- Scientific name： Chamaeleo jacksonii
- Breeding season：all year around
Jackson’s chameleon, Jackson’s horned chameleon, three-horned chameleon, or Kikuyu three-horned chameleon (Trioceros jacksonii) is a species of chameleon (family Chamaeleonidae) native to East Africa, but also introduced to Hawaii, Florida, and California.
Jackson’s chameleons are sometimes called three-horned chameleons because males possess three brown horns: one on the nose (the rostral horn) and one above each superior orbital ridge above the eyes (preocular horns), somewhat reminiscent of the ceratopsid dinosaur genus Triceratops. The females generally have no horns, or instead have traces of the rostral horn (in the subspecies T. j. jacksonii and T. j. merumontanus). The coloring is usually bright green, with some individual animals having traces of blue and yellow, but like all chameleons, they change color quickly depending on mood, health, and temperature.

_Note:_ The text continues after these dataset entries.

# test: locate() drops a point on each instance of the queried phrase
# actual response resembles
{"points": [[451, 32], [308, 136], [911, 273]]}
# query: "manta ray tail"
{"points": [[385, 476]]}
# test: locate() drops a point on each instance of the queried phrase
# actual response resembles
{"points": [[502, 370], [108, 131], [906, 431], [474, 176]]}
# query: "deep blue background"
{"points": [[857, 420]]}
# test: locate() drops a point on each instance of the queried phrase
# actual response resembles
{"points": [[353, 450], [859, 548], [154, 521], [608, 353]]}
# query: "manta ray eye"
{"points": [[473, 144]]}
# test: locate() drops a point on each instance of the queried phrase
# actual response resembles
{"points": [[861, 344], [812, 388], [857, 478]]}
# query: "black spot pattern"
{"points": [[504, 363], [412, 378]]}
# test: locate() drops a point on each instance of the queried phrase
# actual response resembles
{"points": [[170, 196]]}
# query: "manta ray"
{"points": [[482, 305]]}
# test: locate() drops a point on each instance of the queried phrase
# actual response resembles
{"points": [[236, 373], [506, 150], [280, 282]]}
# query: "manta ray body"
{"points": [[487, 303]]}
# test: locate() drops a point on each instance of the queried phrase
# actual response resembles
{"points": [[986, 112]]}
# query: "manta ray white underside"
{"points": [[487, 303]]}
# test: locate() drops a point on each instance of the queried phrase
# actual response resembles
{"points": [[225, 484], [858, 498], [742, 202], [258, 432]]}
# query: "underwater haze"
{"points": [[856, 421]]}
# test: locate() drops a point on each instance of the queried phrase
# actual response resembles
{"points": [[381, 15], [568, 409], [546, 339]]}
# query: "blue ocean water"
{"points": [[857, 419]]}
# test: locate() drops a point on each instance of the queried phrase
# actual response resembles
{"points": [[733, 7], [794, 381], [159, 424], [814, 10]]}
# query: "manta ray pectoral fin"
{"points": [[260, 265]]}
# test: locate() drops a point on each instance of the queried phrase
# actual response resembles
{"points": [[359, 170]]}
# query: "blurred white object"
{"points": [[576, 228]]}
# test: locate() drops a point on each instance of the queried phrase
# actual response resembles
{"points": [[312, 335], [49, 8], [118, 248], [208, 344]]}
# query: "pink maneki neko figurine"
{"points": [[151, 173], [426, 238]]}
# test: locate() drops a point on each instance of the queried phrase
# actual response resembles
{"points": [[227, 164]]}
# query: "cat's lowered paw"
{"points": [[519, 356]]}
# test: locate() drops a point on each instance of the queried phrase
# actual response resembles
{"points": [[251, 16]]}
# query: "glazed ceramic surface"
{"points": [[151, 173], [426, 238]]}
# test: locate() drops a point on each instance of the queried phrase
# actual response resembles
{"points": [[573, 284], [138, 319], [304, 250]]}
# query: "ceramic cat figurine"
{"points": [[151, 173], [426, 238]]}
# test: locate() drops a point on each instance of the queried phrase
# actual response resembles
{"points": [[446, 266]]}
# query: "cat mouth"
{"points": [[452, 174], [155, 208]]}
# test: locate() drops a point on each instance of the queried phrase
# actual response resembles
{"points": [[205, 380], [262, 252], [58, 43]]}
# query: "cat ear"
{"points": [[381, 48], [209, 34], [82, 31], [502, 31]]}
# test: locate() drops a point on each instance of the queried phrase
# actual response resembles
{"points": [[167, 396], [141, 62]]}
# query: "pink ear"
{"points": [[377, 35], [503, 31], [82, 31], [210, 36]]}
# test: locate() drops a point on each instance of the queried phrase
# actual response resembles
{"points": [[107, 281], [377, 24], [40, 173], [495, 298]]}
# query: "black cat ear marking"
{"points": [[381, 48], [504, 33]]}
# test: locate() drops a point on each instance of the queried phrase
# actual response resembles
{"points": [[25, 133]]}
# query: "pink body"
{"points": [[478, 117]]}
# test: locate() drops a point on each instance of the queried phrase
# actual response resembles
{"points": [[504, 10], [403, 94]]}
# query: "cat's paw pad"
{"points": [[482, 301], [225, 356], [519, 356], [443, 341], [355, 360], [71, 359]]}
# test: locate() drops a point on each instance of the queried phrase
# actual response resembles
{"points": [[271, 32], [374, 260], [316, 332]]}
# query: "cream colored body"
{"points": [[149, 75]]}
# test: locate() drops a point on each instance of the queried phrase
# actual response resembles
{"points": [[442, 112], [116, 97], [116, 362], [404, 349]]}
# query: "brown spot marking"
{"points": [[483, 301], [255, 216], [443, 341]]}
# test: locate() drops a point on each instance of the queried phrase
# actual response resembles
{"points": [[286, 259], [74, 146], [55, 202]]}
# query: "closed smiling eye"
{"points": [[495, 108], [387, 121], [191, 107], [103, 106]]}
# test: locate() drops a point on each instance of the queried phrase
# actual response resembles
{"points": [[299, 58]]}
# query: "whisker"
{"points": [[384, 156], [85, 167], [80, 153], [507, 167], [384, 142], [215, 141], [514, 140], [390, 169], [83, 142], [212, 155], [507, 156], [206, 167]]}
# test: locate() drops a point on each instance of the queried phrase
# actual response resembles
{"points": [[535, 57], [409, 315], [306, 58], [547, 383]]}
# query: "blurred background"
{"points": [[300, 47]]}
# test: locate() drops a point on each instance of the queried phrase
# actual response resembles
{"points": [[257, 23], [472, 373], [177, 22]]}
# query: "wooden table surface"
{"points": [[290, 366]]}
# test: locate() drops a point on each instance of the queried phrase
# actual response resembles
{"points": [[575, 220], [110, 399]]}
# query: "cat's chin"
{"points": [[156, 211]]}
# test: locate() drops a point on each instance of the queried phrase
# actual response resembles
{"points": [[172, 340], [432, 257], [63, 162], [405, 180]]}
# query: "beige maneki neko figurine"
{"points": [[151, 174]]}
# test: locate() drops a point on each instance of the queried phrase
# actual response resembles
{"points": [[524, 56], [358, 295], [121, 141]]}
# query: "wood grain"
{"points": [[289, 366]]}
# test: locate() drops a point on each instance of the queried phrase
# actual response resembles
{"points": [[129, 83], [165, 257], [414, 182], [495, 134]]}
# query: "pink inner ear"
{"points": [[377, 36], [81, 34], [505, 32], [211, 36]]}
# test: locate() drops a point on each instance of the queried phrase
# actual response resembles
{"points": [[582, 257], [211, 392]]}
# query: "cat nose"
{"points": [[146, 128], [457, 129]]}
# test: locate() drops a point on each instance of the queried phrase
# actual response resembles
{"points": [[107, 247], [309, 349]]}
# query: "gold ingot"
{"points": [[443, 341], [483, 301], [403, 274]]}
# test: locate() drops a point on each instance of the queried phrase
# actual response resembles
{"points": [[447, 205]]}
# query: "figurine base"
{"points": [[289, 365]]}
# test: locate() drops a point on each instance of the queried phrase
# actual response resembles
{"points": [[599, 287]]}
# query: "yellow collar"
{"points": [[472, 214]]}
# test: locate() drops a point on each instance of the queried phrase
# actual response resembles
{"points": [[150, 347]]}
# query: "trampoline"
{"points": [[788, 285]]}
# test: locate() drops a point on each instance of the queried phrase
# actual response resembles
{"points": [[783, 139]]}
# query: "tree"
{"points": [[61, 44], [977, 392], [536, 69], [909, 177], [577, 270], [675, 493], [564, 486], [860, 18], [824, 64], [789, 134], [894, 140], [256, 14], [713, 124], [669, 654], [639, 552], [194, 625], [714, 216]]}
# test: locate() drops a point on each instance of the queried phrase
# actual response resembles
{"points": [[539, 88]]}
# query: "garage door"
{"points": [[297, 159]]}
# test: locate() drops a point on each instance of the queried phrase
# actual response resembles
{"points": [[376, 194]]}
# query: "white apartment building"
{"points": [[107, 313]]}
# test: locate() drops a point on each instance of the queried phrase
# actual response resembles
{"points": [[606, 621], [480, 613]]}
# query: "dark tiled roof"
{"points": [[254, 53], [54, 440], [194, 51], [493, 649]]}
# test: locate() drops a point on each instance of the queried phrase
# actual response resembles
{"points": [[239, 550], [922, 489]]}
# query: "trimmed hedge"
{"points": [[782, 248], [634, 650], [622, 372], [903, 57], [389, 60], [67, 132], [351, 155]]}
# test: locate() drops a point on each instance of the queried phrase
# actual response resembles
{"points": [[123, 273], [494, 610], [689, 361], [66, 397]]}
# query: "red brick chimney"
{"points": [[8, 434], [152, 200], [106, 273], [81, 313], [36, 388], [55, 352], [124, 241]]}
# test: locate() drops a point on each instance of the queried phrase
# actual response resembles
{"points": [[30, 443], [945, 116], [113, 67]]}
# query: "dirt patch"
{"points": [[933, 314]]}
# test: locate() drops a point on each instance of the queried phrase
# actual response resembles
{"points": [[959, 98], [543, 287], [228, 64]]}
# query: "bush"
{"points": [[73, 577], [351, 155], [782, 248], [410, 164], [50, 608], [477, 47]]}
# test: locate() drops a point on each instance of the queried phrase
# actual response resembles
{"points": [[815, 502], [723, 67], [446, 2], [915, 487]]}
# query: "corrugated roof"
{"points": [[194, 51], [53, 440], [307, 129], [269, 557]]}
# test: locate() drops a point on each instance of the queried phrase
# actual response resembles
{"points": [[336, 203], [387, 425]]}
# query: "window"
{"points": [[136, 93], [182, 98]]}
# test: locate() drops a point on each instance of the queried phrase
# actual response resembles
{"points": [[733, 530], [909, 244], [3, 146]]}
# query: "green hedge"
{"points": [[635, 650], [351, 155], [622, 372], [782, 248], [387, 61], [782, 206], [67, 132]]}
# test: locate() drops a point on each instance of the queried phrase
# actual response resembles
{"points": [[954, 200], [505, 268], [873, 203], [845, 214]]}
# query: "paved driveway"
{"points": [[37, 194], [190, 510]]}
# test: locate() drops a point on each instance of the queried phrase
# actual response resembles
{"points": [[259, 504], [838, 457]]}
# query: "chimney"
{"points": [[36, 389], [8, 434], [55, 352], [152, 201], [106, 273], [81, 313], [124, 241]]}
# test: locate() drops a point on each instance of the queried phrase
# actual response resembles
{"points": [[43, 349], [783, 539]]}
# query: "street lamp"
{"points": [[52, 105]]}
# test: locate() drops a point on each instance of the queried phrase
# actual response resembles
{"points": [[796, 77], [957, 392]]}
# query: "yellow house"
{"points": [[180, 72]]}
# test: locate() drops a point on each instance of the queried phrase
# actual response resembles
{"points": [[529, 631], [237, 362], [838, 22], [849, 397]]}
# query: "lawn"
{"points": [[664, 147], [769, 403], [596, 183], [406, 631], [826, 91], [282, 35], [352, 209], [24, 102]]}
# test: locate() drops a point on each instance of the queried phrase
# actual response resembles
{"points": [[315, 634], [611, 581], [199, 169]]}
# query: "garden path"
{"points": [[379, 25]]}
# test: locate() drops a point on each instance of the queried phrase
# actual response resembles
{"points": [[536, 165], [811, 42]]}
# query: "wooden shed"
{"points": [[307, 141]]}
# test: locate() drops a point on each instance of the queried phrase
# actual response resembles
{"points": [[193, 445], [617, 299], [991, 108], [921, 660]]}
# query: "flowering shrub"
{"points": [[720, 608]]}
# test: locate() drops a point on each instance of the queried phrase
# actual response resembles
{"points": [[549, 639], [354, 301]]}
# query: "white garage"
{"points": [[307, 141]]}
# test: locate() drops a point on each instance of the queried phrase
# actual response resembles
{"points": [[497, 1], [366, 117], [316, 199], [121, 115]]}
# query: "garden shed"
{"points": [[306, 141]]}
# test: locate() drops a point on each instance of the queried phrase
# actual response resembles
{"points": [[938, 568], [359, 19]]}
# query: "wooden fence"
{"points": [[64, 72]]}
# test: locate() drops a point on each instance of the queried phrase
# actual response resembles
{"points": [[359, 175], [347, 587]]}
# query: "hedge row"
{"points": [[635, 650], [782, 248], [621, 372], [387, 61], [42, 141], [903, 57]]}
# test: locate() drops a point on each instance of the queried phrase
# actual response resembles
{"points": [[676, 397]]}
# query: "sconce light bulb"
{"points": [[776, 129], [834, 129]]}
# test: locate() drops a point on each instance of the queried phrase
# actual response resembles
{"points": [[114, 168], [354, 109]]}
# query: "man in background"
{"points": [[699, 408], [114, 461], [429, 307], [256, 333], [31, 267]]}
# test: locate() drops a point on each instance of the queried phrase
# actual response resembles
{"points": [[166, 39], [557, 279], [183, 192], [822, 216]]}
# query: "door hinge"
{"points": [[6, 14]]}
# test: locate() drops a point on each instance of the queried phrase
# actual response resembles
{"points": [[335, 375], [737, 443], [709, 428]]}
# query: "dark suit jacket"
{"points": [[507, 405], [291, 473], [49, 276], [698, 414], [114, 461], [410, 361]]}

This is a small to medium-sized chameleon. Adult males reach a total length (including tail) of up to 38 cm (15 in) and females up to 25 cm (10 in), but more typical lengths are 15 to 25 cm (6 to 10 in). It has a saw-tooth shaped dorsal ridge and no gular crest. It attains sexual maturity after five months. The lifespan is variable, with males generally living longer than females.
The largest subspecies of Jackson’s chameleon is T. j. xantholophus, which has been captively bred since the 1980s.